鞄と部活用バッグが少し重いかなーと感じながら、私はお兄ちゃんと一緒に陽が暮れつつある住宅街を歩いていた。
この時間帯ってちょうどご飯の支度時だから、周りの家から漂ってくる良い香りがお腹の虫を活発化させちゃうんだよねぇ……なんて思っていた直後にお腹がぐうと鳴る。
はらへりなう。

「お腹空いたー」
「空いたなぁ。
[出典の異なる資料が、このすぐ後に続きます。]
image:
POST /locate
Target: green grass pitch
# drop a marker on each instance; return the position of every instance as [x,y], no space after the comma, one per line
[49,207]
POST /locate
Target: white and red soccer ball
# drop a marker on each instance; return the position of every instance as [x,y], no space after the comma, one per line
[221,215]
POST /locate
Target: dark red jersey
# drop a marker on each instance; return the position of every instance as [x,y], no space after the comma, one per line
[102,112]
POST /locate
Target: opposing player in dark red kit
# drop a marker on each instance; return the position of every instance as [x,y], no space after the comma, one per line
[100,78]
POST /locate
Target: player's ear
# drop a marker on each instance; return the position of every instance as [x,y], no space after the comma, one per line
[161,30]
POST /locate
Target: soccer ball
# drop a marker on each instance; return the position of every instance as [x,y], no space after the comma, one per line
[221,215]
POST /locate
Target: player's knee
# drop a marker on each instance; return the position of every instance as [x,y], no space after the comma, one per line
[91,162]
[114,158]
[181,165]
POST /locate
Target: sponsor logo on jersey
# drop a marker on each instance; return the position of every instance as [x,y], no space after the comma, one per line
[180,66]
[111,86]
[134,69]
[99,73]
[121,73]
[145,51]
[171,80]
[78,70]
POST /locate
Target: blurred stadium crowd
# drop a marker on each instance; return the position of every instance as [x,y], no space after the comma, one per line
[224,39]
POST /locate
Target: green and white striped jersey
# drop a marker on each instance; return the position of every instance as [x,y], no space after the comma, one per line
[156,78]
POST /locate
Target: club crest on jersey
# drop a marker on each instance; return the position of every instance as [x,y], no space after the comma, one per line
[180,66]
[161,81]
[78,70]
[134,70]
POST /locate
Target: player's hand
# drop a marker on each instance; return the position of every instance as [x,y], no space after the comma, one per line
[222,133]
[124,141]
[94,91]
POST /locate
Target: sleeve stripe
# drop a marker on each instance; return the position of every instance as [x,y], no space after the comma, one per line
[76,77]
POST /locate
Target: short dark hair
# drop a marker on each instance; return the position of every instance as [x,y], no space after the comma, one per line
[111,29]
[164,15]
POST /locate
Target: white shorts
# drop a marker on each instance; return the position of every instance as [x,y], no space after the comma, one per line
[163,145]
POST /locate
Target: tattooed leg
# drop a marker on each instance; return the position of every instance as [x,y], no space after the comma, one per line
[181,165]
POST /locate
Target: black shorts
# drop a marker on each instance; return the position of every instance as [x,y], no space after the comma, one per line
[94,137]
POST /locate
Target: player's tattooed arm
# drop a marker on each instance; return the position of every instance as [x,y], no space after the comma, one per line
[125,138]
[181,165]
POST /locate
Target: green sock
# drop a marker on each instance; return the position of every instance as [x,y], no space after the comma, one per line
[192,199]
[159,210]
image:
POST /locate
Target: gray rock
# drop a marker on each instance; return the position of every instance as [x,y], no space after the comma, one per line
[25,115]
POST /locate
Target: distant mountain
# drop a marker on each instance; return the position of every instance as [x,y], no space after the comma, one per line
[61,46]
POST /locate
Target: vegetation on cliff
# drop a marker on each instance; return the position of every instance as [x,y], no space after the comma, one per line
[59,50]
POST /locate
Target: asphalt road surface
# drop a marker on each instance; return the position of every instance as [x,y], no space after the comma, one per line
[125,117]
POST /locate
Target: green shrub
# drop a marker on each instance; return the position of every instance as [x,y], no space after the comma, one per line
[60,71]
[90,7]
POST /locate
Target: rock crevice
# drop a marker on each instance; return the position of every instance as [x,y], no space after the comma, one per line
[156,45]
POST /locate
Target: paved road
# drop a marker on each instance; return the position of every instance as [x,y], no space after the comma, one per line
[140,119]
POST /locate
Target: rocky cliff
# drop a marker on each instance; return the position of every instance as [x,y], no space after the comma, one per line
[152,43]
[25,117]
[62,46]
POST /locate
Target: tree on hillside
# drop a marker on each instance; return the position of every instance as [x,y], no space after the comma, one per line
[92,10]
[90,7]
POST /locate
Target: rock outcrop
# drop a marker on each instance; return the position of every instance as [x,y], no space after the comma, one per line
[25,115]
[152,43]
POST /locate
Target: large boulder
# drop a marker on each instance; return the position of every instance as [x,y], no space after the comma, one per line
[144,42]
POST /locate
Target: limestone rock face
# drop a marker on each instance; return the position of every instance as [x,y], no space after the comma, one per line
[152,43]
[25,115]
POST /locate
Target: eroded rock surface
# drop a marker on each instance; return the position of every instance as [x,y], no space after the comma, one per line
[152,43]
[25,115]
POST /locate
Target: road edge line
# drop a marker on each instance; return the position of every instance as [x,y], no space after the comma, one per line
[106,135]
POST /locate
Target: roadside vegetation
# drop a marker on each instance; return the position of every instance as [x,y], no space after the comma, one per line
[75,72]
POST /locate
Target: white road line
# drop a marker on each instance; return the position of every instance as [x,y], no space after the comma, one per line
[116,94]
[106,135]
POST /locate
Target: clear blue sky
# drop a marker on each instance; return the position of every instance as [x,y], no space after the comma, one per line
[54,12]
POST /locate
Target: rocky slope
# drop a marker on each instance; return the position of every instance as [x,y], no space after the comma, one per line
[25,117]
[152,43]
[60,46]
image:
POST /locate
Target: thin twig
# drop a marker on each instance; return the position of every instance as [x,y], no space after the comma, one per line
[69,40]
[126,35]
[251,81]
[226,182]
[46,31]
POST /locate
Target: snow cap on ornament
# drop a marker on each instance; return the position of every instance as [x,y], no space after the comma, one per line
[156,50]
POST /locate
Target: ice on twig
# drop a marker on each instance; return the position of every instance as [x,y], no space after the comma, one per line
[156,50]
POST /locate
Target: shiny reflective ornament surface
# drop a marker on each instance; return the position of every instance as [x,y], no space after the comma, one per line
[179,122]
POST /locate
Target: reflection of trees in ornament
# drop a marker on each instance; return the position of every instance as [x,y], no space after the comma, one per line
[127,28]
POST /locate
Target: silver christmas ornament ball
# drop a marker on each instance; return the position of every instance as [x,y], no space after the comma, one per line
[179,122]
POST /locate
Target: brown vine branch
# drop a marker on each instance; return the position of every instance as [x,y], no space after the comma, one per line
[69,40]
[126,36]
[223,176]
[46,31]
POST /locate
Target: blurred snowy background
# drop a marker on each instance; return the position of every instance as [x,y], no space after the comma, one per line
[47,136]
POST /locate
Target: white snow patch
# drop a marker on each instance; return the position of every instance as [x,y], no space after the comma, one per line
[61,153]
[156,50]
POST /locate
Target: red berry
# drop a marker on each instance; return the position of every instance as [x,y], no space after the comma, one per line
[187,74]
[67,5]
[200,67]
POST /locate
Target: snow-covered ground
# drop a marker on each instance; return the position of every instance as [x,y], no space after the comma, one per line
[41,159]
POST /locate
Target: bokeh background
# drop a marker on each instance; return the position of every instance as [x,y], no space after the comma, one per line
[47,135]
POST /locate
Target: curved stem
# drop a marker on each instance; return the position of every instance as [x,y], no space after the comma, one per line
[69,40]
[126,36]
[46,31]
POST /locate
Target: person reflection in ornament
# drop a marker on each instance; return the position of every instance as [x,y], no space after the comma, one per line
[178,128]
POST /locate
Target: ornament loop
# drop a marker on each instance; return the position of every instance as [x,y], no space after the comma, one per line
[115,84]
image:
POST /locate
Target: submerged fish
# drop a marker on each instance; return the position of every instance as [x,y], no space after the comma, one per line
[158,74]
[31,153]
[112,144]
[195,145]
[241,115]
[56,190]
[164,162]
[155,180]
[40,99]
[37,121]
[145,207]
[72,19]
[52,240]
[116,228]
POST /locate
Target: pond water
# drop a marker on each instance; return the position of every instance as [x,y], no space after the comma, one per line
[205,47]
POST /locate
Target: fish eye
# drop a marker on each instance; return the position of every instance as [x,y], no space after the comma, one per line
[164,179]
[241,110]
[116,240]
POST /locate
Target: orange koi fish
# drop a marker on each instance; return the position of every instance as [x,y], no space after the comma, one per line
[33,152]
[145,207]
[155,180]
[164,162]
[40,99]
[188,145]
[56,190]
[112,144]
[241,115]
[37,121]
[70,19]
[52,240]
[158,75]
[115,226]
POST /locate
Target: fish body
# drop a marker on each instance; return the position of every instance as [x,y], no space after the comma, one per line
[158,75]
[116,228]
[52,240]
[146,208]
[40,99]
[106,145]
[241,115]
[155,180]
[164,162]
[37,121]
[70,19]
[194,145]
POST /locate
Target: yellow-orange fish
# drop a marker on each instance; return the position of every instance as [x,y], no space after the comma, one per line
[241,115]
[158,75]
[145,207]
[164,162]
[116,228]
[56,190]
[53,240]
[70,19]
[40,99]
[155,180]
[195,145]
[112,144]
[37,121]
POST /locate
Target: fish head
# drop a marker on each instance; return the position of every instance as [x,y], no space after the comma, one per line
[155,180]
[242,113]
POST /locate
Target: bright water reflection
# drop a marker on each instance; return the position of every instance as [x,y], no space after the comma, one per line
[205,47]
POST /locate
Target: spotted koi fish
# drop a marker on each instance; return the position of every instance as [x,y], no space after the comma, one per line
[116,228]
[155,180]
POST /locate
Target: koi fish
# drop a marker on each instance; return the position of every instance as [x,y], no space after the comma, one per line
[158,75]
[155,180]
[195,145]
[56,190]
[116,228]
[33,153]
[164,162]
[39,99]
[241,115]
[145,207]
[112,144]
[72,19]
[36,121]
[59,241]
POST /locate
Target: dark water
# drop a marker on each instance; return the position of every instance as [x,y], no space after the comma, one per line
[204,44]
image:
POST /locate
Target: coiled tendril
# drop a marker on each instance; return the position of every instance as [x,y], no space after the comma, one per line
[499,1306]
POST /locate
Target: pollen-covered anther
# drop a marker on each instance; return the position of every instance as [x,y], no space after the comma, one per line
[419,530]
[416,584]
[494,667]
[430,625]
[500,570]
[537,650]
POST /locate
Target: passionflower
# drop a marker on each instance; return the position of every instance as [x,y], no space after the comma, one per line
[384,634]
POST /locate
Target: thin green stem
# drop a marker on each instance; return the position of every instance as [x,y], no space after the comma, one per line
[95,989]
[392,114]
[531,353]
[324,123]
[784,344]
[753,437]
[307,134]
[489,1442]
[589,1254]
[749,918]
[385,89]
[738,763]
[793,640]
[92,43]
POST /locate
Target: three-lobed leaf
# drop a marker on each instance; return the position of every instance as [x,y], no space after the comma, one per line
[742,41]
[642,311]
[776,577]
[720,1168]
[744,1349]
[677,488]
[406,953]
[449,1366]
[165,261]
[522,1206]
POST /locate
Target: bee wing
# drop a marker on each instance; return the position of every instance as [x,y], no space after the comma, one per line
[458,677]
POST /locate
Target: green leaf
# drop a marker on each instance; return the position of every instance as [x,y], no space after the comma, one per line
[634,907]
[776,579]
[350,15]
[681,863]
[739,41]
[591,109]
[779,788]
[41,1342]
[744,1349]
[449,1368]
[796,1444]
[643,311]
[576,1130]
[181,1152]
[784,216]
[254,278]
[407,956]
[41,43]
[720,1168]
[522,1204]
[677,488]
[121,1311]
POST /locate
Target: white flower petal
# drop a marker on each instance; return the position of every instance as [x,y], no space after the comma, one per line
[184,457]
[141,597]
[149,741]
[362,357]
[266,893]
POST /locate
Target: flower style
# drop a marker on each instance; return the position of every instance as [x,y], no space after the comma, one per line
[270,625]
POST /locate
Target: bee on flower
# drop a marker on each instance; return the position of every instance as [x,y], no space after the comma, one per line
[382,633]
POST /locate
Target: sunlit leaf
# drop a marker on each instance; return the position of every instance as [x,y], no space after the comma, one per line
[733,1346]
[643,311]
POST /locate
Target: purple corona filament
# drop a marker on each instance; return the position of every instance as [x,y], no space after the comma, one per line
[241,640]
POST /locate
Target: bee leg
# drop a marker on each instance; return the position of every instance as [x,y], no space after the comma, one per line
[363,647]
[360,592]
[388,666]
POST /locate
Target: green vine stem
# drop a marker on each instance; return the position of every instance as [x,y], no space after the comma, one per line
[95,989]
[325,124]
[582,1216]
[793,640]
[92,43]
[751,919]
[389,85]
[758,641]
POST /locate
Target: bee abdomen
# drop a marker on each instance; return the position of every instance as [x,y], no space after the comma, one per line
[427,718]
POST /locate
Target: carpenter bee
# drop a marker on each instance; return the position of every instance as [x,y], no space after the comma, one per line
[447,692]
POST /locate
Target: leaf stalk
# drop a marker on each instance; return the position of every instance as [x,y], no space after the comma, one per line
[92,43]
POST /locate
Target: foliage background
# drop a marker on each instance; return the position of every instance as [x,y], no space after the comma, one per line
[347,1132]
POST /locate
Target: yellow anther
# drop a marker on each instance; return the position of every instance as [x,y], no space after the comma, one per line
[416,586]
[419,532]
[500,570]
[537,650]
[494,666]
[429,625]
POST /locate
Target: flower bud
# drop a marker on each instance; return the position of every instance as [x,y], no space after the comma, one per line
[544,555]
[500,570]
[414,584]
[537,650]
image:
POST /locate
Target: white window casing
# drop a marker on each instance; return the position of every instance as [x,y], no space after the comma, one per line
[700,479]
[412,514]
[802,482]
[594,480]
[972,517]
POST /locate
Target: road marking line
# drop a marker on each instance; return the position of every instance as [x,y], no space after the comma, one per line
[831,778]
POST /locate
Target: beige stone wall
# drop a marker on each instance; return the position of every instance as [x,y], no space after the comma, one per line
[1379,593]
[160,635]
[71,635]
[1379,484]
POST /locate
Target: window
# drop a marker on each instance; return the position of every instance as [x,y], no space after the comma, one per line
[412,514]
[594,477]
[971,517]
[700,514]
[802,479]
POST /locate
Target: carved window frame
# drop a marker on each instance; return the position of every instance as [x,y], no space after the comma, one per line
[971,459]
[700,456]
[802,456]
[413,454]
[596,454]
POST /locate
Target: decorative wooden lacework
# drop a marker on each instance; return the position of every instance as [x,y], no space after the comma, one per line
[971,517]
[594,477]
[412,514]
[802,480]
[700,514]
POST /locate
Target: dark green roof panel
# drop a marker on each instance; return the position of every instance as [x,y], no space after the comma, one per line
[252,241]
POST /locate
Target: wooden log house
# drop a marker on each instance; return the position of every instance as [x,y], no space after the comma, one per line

帰ったらすぐ夕飯の支度するよ」
「今日は何作るの?」
「えーと、確か豚肉が冷凍してあったと思うから生姜焼きかな」
「生姜焼き!」

今日の食事当番はお兄ちゃんなので、私は何もしないで済むから楽である。
その代わり、明日は私が当番だから頑張らないとなんだけどさ。

「……ん?」

この道を右に曲がったらもうすぐ我が家、って所で、正面の道に何やら小さな物体が居るのを発見する。
んん、何だろアレ……黄色くて丸い、物体。

「お兄ちゃんお兄ちゃん、」
「ん?」
「何か変なのが居る」
「変なの?」

ほらアレ、と先に角を曲がろうとしていたお兄ちゃんを引き止めて「変なの」を指差す。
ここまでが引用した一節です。